Há outra questão que pouca gente considerou: Venezuela. Como dito no começo, questões de soberania são bipartidárias aos estadunidenses, e obviamente Caracas é uma delas. Equivoca-se e muito quem acredita que os Democratas vão analisar o país de outra forma, controlar a Venezuela significa controlar ainda mais o petróleo e poder interferir no preço mundial. Ainda que os EUA sejam autossuficientes, as variáveis de poder e controle são imensas, assim como, as de preço e qualidade.
A nação norte-americana detém grandes reservas de energia, mas um tipo de extração mais cara, quando o valor do petróleo cai muito, compensa mais importar petróleo do que extrair o gás de Xisto, sua fonte de energia. Tanto é que diante da crise interna da OPEP de 2019 e a disputa entre sauditas e russos que levou os preços da commodity para o chão, os EUA interviram fortemente como um mediador crucial nas negociações.
Para além desse fator, há também a problemática aliança da nação caribenha com russos e chineses em pleno quintal norteamericano, a Doutrina Monroe nunca foi totalmente abandonada, há no íntimo dos estadunidenses que a América é sua zona de influência e isso não pode acontecer.
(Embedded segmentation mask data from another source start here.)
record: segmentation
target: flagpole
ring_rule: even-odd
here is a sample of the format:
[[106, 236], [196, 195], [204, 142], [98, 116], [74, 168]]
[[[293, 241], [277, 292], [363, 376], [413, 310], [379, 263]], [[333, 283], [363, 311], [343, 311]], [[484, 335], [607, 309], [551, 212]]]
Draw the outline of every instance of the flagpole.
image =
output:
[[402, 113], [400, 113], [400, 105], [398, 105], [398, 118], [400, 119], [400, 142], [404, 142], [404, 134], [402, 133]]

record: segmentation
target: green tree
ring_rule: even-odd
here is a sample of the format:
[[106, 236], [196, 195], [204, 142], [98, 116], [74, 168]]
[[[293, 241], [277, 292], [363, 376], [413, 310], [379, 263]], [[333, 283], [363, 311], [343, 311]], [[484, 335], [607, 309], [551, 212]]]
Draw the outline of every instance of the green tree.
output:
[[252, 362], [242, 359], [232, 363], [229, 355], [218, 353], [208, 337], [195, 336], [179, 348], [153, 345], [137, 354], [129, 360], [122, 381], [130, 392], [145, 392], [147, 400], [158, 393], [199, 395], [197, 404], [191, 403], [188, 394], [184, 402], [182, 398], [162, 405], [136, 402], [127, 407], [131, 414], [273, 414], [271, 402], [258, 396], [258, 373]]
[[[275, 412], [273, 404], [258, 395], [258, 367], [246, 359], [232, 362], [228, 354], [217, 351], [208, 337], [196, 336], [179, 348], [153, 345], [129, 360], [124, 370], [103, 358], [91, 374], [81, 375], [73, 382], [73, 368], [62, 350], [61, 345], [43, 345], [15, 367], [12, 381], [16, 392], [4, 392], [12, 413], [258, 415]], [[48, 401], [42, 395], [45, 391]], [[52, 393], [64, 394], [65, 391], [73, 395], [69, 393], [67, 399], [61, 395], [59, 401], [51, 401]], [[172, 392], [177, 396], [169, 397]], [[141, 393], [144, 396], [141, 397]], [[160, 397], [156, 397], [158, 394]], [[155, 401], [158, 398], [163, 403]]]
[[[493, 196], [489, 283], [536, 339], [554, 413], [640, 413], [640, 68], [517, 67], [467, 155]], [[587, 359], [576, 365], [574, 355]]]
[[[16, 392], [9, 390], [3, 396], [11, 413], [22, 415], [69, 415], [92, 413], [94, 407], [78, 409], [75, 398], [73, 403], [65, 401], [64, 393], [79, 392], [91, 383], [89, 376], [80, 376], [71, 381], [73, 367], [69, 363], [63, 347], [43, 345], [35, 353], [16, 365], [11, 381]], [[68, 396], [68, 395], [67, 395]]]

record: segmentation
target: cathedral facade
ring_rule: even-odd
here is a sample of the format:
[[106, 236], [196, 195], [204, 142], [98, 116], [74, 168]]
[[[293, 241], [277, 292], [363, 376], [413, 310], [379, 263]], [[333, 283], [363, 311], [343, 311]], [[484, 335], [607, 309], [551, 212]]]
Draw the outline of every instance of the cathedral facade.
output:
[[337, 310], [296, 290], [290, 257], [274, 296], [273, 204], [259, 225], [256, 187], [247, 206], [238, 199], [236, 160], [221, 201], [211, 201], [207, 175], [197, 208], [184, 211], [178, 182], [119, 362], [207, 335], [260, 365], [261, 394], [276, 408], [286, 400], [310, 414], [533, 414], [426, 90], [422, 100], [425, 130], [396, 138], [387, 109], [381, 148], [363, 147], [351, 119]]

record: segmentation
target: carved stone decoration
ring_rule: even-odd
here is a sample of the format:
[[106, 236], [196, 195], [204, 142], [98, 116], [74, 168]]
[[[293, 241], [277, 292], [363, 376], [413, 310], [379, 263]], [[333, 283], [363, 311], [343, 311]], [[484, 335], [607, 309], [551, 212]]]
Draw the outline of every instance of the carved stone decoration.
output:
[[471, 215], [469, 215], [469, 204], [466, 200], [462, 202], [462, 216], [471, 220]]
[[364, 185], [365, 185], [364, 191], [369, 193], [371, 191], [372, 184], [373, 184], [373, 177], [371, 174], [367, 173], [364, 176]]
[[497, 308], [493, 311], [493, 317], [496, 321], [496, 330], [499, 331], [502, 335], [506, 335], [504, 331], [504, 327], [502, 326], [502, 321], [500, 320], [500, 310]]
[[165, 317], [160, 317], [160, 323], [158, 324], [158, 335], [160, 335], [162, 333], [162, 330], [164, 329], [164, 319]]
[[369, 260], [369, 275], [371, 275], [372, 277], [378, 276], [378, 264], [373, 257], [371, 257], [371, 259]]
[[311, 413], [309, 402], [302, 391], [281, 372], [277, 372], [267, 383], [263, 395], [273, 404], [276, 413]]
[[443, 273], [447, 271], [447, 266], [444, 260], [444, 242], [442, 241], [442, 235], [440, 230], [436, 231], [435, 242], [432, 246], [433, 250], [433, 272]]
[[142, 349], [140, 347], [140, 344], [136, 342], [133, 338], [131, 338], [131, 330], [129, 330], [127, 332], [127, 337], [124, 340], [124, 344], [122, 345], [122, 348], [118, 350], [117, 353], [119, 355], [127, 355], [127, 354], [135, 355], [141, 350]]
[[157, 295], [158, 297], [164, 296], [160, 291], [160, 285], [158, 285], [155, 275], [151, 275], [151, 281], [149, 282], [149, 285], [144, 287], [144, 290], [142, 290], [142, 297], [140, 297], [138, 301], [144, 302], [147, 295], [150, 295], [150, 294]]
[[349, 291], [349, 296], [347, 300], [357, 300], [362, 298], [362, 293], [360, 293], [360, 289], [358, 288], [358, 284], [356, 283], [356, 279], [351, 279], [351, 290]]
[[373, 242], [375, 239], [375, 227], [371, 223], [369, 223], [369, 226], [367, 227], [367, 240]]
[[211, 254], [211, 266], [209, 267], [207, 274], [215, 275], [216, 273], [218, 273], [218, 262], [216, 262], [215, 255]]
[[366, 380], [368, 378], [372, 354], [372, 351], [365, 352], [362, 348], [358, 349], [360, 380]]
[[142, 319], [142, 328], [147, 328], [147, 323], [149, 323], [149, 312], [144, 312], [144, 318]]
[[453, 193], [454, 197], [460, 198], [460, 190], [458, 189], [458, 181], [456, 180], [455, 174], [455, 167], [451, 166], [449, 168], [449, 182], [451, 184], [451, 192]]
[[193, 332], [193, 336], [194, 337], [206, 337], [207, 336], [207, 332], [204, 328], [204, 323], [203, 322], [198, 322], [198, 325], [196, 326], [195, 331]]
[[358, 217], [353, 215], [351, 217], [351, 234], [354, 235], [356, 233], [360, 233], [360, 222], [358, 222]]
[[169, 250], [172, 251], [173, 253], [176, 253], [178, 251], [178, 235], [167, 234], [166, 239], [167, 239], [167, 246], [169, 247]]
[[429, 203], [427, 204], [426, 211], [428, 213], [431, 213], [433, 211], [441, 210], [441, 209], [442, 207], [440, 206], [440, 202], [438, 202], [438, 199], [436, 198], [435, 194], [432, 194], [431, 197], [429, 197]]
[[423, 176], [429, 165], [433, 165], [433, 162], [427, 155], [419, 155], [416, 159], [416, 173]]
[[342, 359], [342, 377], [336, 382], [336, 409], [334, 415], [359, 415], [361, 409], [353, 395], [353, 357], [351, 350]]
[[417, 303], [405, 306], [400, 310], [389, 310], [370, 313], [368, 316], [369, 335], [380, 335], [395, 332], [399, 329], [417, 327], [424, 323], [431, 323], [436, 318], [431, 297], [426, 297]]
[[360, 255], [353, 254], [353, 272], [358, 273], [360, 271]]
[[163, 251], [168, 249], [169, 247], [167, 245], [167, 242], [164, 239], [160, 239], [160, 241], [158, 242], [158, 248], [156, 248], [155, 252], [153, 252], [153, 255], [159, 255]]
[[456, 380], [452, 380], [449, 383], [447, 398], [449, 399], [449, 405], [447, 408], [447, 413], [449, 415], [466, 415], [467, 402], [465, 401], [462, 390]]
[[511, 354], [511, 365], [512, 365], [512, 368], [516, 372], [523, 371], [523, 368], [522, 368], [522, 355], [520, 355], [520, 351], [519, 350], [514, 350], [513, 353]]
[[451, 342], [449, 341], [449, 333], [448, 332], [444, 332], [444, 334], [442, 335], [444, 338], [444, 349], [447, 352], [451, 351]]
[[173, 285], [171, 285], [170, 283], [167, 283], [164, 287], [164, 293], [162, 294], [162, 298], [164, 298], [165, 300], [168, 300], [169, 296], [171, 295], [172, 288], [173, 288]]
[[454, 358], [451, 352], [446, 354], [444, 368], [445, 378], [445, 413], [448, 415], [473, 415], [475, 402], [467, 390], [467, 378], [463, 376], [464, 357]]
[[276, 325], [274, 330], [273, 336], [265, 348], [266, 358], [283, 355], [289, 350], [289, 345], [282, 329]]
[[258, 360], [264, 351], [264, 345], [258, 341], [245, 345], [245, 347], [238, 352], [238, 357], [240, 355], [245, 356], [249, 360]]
Alguém duvida que Biden possa fazer algum tipo de proposta de aliança com o governo Bolsonaro por ajuda contra a Venezuela em troca de sossego e não interferência em questões climáticas? Alguém acha mesmo que os Democratas são esse pilar de moralidade e preocupação com o meio ambiente? Não, a eleição de Biden não trará beneficio algum ao Brasil, muito pelo contrário.
Por isso a reeleição de Trump é fundamental, ele cria atritos internos, divide o status quo do país e atrai para si toda atenção que suas polêmicas diárias criam. Até que ponto isso pode causar uma ruptura nas estruturas internas e até mesmo uma guerra civil? Isso não é problema nosso.